= Neringa (production association) =

Toy manufacturer in Lithuania, 1972–1992

Neringa (Vilnius Cultural Goods Production Association "Neringa", Vilniaus kultūrinių prekių gamybinis susivienijimas
"Neringa", Vilniaus KPGS "Neringa") was a production association in Lithuanian SSR best known as the major toy manufacturer in the country.

==History==
After World War II there were several private businesses in toy manufacturing in Lithuania. In 1965 they were nationalized and put under the Ministry of Domestic Industry of the LSSR. In 1972 three major toy enterprises of Vilnius, "Žaislas" ("Toy"), "Lėlė" ("Doll") and "Vienybė" ("Unity") were merged to form "Neringa" association. In 1974 or 1975 the association was joined by the Metal Structure Plant in Bukčiai, in 1980
it incorporated the Kaunas company "Aidas" ("Echo"), which manufactured children's furniture, strollers and musical instruments: metallophones, harmonicas, etc. In its heyday the association had over 3,000 workers.

The production was mainly distributed wholesale. There also was a brand store in Vilnius. The association distributed toys not only in the country, but all over the Soviet Union.

As with most industries in the Soviet Union, the association had its share in manufacturing goods for the military. For example, the metal goods workshop "Aidas" had to manufacture mine casings and its canisters were sold, e.g., to the army of Jordan.

In 1988 the association became independent of the Ministry of Domestic Industry.
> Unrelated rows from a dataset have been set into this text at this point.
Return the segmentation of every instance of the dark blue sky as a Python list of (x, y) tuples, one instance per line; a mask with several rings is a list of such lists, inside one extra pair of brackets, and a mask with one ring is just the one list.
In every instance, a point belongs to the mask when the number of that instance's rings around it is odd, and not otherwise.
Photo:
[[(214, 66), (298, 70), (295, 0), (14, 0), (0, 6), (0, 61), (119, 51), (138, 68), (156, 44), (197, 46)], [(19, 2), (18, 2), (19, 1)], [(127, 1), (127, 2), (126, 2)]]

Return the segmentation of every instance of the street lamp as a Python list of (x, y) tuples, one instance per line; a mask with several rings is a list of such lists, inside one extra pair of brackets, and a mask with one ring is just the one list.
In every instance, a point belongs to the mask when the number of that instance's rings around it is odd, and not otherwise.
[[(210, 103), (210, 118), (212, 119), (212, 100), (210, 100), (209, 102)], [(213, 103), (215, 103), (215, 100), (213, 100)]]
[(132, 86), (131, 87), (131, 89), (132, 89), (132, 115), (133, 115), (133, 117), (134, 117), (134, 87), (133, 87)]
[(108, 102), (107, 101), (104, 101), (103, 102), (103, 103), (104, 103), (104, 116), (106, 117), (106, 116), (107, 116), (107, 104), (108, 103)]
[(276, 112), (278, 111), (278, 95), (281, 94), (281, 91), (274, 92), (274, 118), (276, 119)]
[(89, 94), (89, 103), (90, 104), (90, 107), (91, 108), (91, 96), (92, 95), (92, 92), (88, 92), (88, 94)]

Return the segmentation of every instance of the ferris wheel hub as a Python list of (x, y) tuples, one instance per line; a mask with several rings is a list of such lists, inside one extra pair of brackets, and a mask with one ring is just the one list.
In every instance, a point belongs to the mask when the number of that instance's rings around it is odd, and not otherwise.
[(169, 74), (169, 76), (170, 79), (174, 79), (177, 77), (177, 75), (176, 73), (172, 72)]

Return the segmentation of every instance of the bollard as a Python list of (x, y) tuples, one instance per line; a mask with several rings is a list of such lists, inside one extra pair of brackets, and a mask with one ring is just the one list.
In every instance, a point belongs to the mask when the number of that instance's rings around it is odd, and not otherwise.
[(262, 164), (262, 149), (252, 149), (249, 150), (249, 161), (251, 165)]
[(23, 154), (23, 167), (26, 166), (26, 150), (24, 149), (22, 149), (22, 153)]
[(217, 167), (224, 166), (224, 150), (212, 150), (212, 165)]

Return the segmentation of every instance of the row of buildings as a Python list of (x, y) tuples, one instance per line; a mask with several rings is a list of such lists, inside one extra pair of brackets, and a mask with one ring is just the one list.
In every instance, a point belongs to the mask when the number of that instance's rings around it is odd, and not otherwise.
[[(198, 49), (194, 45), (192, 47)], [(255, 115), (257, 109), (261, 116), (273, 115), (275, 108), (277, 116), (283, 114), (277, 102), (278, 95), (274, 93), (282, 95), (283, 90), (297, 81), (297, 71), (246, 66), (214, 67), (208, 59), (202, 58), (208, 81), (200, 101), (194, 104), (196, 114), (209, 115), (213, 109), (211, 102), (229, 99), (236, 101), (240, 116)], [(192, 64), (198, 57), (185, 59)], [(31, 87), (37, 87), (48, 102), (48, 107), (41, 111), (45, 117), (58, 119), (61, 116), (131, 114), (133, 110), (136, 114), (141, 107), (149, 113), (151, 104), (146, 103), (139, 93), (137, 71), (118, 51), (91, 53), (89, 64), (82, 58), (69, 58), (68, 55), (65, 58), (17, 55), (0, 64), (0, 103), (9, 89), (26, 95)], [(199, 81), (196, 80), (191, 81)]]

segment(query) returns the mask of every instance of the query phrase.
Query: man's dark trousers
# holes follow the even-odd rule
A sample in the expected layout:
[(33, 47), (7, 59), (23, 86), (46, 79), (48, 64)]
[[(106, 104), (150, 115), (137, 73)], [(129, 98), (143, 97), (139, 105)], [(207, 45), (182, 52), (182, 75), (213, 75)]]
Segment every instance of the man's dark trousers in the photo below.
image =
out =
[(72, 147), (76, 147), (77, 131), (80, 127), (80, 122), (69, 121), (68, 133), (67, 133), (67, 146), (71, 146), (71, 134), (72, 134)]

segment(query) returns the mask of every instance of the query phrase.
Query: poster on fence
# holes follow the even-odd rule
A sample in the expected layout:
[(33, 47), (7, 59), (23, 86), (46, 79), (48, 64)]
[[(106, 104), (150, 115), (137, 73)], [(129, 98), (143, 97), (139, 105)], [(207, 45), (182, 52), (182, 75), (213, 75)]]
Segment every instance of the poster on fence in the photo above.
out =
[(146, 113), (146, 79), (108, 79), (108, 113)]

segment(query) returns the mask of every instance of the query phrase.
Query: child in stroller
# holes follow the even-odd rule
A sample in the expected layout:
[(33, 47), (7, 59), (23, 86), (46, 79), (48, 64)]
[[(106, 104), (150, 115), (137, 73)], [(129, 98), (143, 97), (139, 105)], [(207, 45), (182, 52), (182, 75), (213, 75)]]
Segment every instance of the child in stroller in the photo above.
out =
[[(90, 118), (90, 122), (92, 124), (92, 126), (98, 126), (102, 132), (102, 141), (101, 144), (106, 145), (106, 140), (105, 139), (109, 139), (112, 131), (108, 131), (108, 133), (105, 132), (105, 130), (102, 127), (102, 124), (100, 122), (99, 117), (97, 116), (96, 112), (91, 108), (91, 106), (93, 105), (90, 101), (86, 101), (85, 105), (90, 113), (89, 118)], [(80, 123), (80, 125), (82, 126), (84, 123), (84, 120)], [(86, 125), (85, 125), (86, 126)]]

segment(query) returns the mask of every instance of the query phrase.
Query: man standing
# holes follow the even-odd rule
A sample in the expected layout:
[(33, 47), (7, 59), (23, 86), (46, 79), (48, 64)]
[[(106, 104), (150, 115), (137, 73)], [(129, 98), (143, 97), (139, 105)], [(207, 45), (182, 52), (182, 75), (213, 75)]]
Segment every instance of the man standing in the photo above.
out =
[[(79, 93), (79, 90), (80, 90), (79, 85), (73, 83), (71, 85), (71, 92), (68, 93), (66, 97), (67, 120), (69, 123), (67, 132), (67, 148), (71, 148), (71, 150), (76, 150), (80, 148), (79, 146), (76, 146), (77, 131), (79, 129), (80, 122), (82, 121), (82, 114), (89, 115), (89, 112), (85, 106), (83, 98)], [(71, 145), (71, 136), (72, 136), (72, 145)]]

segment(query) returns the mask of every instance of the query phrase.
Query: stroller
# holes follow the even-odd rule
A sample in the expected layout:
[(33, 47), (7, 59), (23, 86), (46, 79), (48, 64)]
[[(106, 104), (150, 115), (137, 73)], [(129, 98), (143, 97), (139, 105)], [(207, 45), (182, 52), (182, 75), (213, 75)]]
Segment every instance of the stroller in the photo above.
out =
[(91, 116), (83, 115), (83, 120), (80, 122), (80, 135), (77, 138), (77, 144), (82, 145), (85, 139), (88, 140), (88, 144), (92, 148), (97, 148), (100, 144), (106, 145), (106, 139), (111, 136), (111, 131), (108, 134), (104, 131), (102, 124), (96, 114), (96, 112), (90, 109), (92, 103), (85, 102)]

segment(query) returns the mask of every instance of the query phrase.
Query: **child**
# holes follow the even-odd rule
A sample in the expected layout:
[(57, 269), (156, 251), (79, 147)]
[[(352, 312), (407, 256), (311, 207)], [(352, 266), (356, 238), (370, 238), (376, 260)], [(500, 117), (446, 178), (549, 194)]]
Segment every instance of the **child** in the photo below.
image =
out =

In 1992, after the regaining of the independence of Lithuania, all production associations were dissolved into private companies. The resulting small toy companies were unable to retain good toy designers and to compete with foreign manufacturers. As a result of this and the closure of the large Russian market in mid-90s nearly all of them went bankrupt by the end of the 20th century.